For all three sets of synthetic receiver functions, CCP stacks are calculated assuming a constant
bulk crustal Vp of 6.4 km/s and Vp/Vs ratio of 1.75 everywhere; these values are standard in CCP
processing and were used for profiles across the SAF by Zhu [2000] and Porter et al. [2011]. The
resulting apparent Moho offsets are not very sensitive to the choice of the constant Vp and Vs used in
CCP stacking.
3. Results
The CCP stack for the San Andreas Fault example without reverberations (Fig. 2a) illustrates the
distortion on the 30 km deep Moho due to the differences in upper crustal velocity structure across the
fault. The Moho appears more than 7.5 km deeper on the NE side of the fault than on the SW side.
When reverberations are added (Fig. 2b), the Moho arrival on the NE side of the fault is nearly
canceled by a negative sediment reverberation (2 S and 1 P legs in the crust), and the dominant arrival
near the expected Moho depths is a preceding positive sediment reverberation (2 P and 1 S leg). This
6
may be picked as the apparent Moho, leading to an apparent opposite sense vertical Moho offset of 5
km. The broadening of the apparent Moho arrival can bias estimates of the sharpness of the velocity
transition across the Moho. Sediment reverberation amplitudes would be muted if attenuation and
lateral thickness variations were to be added to the modeling; however, this would also affect the Moho
conversion amplitude.
Fig. 2a and 2b also show converted shear wave ray path ranges for the ideal case of complete
teleseismic P distance range coverage and hypothetical fault-perpendicular incidence for the velocity
model on each side of the fault. The maximum horizontal range of overlapping ray paths across the
fault, where distortions from the fault interface may affect the image, is ~20 km at Moho depth and ~10
km for a contrast reaching down to 15 km depth given ideal station placement.
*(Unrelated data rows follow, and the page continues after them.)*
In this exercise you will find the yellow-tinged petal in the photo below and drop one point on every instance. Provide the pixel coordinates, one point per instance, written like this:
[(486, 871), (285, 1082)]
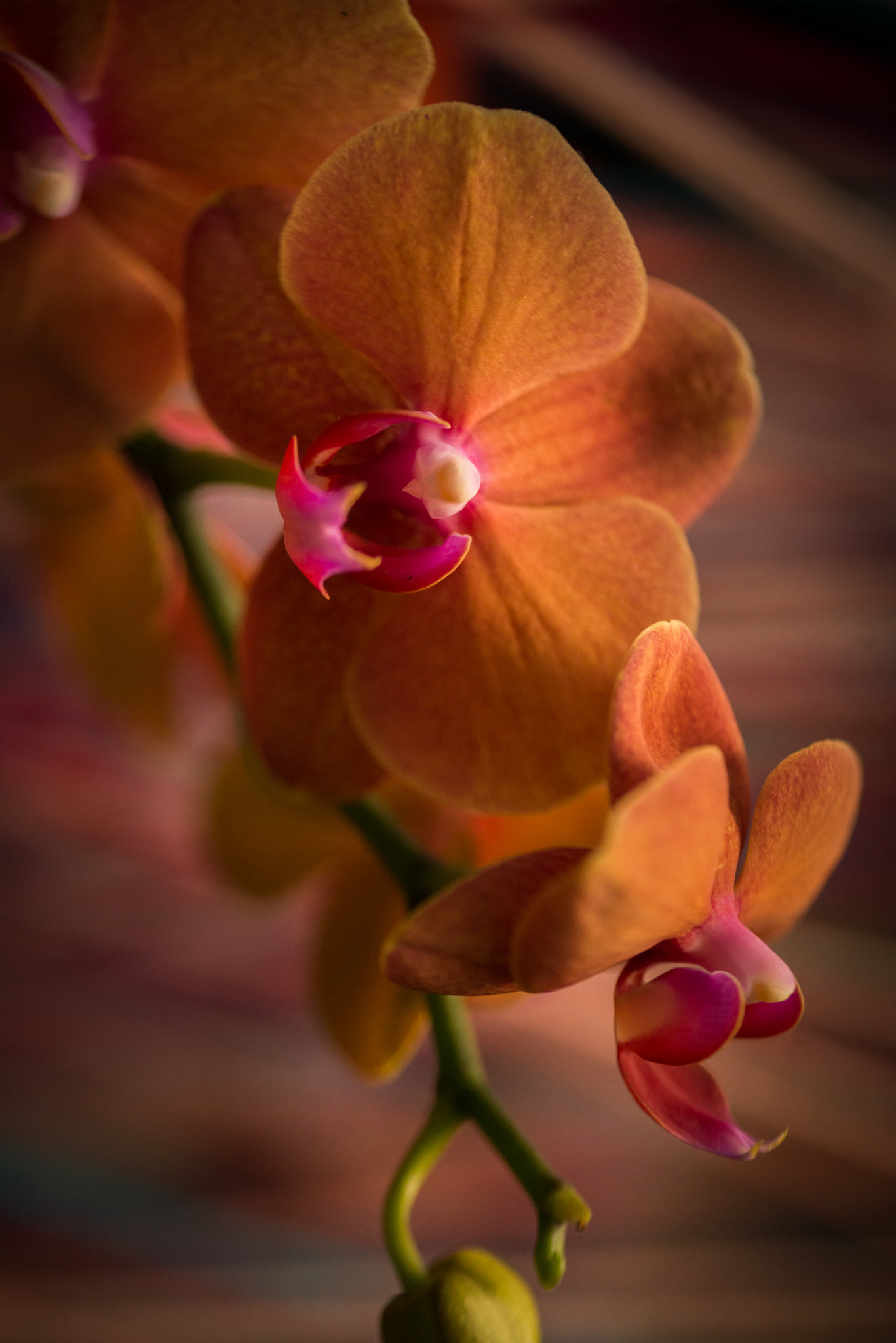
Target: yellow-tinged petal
[(577, 824), (294, 651), (229, 92), (504, 265), (148, 209), (70, 38), (90, 339), (668, 700), (804, 820), (105, 567), (263, 837), (491, 691), (669, 421), (649, 880), (375, 1024), (263, 371)]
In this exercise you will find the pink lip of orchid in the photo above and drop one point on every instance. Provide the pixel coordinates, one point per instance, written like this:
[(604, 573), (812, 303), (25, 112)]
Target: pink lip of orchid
[(426, 476), (549, 402), (659, 894)]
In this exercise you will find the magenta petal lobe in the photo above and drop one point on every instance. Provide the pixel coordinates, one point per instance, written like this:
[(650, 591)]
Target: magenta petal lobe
[(680, 1017), (690, 1104)]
The SJF example demonstrates Moho distortion resulting from gradual velocity variations without
a significant one-sided sediment layer as in the San Andreas Fault example (Fig. 3). The CCP stack
from the full waveform synthetic receiver functions (including reverberations) shows an apparent
vertical offset of 3.5 km despite the uniform input Moho depth of 28 km.
Fig. 4a presents the apparent vertical Moho offset as a function of the thickness of an unmodeled
low Vp and high Vp/Vs ratio layer (sediment cover is used as an example). Fig. 4b shows the apparent
Moho offset due to a bias in the average crustal Vp or Vp/Vs. Realistic perturbations give rise to
significant apparent Moho offsets in all cases.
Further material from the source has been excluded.